Clinica Applications

HbA1c

Hemoglobin (Hb) is the red-pigmented, iron-containing protein, located in the erythrocytes. Its main function is to transport oxygen and carbon dioxide in blood. Hb consists of a variety of variants (such as adult HbA and fetal HbF) and derivatives (e.g. acetylated, glycated). HbA makes up the largest fraction (> 95 %) of Hb in adult subjects and consists of 4 protein chains (2 alpha, 2 beta chains). HbA1c is one of the glycated hemoglobins, a subfraction formed by the attachment of various sugars to the HbA molecule. HbA1c is formed in two steps by the nonenzymatic reaction of glucose with the Nterminal amino group of the beta- chain of normal adult Hb (HbA). The first step is reversible and yields labile HbA1c. This is rearranged to form stable HbA1c in a second reaction step. In the erythrocytes, the relative amount of HbA converted to stable HbA1c increases with the average concentration of glucose in the blood. The conversion to stable HbA1c is limited by the erythrocyte’s life span of approximately 100 to 120 days. As a result, HbA1c reflects the average blood glucose level during the preceding 2 to 3 months rather than daily variations in blood glucose levels. HbA1c is thus suitable to monitor long-term blood glucose control in individuals with diabetes mellitus.

Insulin

A single protein (monomer) of human insulin is composed of 51 amino acids, and has a molecular mass of 5808 Da. It is a combination of two peptide chains (dimer) named an A-chain and a B-chain, which are linked together by two disulfide bonds. Decreased or absent insulin activity results in diabetes mellitus, a condition of high blood sugar level (hyperglycaemia). There are two types of the disease. In diabetes mellitus type 1, the beta cells are destroyed by an autoimmune reaction so that insulin can no longer be synthesized or be secreted into the blood. In diabetes mellitus type 2, the destruction of beta cells is less pronounced than in type 1, and is not due to an autoimmune process. Instead, there is an accumulation of amyloid in the pancreatic islets, which likely disrupts their anatomy and physiology. The pathogenesis of type 2 diabetes is not well understood but reduced population of islet beta-cells, reduced secretory function of islet beta-cells that survive, and peripheral tissue insulin resistance are known to be involved.
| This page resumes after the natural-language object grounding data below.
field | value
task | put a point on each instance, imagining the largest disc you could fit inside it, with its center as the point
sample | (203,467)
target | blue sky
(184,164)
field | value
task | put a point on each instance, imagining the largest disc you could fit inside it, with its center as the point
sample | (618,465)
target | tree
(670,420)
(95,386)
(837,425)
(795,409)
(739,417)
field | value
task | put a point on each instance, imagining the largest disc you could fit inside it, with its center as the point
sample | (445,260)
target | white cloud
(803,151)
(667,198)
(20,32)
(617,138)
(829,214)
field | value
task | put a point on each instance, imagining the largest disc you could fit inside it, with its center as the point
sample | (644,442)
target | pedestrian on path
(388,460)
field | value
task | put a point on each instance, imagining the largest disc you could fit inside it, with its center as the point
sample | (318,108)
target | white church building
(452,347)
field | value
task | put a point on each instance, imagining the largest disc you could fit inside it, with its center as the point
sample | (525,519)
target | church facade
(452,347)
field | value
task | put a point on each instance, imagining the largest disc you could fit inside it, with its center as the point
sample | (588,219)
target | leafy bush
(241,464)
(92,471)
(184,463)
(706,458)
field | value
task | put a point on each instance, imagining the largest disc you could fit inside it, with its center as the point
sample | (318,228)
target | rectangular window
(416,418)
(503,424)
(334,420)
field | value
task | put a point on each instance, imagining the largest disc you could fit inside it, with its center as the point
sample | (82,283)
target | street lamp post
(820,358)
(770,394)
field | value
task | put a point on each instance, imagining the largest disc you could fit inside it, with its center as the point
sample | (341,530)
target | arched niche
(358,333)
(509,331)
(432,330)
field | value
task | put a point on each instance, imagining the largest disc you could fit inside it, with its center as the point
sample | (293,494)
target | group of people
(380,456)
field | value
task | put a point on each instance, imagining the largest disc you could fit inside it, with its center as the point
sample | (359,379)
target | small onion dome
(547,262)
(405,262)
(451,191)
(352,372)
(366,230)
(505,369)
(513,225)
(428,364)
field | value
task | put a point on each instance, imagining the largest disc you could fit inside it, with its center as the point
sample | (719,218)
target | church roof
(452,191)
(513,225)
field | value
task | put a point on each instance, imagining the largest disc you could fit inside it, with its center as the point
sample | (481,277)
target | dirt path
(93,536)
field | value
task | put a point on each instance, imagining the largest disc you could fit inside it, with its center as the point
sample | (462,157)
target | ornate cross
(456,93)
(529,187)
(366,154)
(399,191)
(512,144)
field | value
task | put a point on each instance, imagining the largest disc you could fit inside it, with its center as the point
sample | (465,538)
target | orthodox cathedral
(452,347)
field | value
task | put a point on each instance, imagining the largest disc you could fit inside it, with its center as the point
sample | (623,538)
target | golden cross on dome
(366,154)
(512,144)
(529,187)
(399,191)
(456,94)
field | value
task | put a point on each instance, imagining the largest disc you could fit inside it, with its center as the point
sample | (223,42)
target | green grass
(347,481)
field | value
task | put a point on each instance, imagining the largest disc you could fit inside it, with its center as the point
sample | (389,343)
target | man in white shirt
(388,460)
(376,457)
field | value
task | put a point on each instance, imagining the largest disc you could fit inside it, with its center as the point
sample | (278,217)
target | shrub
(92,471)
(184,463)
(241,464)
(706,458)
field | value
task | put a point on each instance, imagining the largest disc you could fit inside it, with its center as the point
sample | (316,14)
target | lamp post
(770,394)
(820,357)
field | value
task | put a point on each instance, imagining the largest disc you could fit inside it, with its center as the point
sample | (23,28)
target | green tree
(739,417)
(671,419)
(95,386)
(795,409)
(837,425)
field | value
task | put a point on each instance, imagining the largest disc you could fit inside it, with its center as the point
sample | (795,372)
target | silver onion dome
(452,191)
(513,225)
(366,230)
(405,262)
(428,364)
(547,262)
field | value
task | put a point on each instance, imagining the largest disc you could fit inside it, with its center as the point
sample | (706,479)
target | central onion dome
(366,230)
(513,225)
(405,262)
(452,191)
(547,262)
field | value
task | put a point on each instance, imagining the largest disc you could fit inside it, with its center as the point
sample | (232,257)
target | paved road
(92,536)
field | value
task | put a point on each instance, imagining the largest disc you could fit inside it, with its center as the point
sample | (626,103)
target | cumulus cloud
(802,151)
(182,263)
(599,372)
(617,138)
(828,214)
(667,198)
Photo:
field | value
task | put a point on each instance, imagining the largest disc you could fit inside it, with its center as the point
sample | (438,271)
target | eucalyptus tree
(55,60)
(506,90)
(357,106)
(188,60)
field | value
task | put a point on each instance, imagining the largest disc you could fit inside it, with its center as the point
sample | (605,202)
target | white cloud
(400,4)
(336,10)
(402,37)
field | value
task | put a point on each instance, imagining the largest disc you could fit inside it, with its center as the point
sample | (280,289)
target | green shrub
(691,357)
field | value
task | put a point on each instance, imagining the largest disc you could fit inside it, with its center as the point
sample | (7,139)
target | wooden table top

Type 2 diabetes is characterized by increased glucagon secretion which is unaffected by, and unresponsive to the concentration of blood glucose.​​​​​​​

C-peptide

C-peptide is a short 31-amino-acid polypeptide that connects insulin's A-chain to its B- chain in the proinsulin molecule. The proteolytic cleavage of the precursor proinsulin results in the two molecules insulin and C-peptide. Both are secreted in equimolar amounts and released into circulation via the portal vein.
Patients with diabetes may have their C-peptide levels measured as a means of distinguishing type 1 diabetes from type 2 diabetes or maturity-onset diabetes of the young (MODY). Measuring C-peptide can help to determine how much of their own natural insulin a person is producing as C-peptide is secreted in equimolar amounts to insulin. C-peptide levels are measured instead of insulin levels because C-peptide can assess a person's own insulin secretion even if they receive insulin injections, and because the liver metabolizes a large and variable amount of insulin secreted into the portal vein but does not metabolise C-peptide, meaning blood C-peptide may be a better measure of portal insulin secretion than insulin itself. A very low C-peptide confirms Type 1 diabetes and insulin dependence and is associated with high glucose variability, hyperglycaemia and increased complications. The test may be less helpful close to diagnosis, particularly where a patient is overweight and insulin resistant, as levels close to diagnosis in Type 1 diabetes may be high and overlap with those seen in type 2 diabetes.